Delta

From The Jolly Contrarian
Revision as of 20:45, 22 April 2017 by Amwelladmin (talk | contribs)
Jump to navigation Jump to search

A buzzword used by celery peddlers who mean “difference”. In fairness delta does mean, more or less, “difference”, but there’s a less mystifying way of getting across that concept: The word “difference”.

For the technical term relating to hedging, see delta-one

Technical answer

The option delta of a derivative is the ratio between a change in the price of that derivative and the change in price of the underlying asset it is a derivative of.

Delta values range from 1.0 to -1.0.

  • A delta of 1.0 gives an exact correlation with the performance of the underlying.
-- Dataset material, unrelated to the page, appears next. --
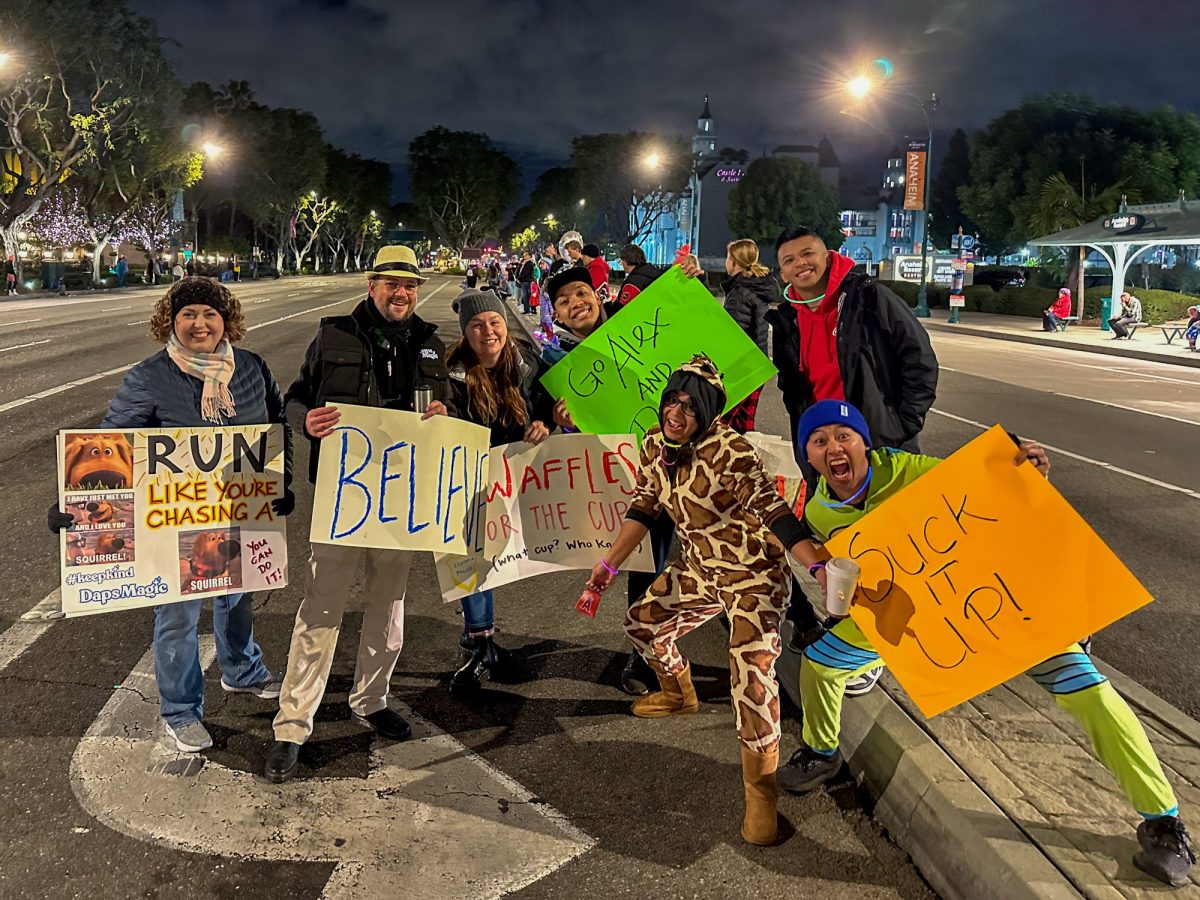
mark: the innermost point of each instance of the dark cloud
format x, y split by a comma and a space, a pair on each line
532, 75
A call option necessarily has positive delta: as the underlying asset increases in price, the call value also increases.
  • A delta of -1.0 does the exact opposite of what the underlyer is doing. A put option necessarily has a negative delta. Well of course it does: you shorted the underlyer. As the underlying security increases in value, your put goes out of the money.
  • A delta of 0 means the option and the underlyer are not correlated at all: their performance with respect to each other is random. A derivative with a delta of nil basically isn’t a derivative of that underlying.

Technically, the value of the option’s delta is the first derivative of the value of option with respect to the underlying security’s price.